Republicans on Capitol Hill:

The Republican chairman of the Senate Foreign Relations Committee, Sen. Richard Lugar of Indiana, has strongly suggested that the Bush administration reconsider its June 30 deadline to transfer sovereignty from the interim government to Iraqis.

“How do you know, come June 30, that a civil war will not occur?” Lugar said on Voice of America radio. “After all, the coalition has not disarmed all of these militia that these religious groups have in various places. They still are armed and apparently ready to fight.”

[…]

Republican Sen. Chuck Hagel of Nebraska told CNN Tuesday that the Bush administration has “few good options” left regarding Iraq. The implication: the White House has dug a ditch that it possibly cannot get out of without getting its hands dirty.

Republicans in the press:

Usually loyal pundits are speaking out, too. Conservative columnist George Will wrote in The Washington Post on Wednesday, “U.S. forces in Iraq are insufficient.”

[…]

“I’m not buying this ‘Iraqis are on the American side’ right now,” Fox News’ Bill O’Reilly said on the Tuesday night broadcast of “The O’Reilly Factor.” The leading conservative commentator repeatedly called the current conflict a “second war in Iraq.”

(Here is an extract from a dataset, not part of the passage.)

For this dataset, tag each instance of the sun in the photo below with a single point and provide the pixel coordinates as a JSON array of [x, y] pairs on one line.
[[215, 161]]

O’Reilly added, “I think Rumsfeld has got a lot of explaining to do here. There’s a lot of mistakes that are now killing American soldiers.”

Fellow conservative pundit and former Republican congressman Joe Scarborough of MSNBC was even more critical in his broadcast Tuesday.

Scarborough: “Do we need more troops in Iraq? Hell, yes, we do. … Should June 30 handover date to the Iraqis be extended? You can bet your life on it … because creating this false deadline in time for a presidential election is no way to win a war.”

Jeez, when Bush has lost Scarborough you know there’s trouble.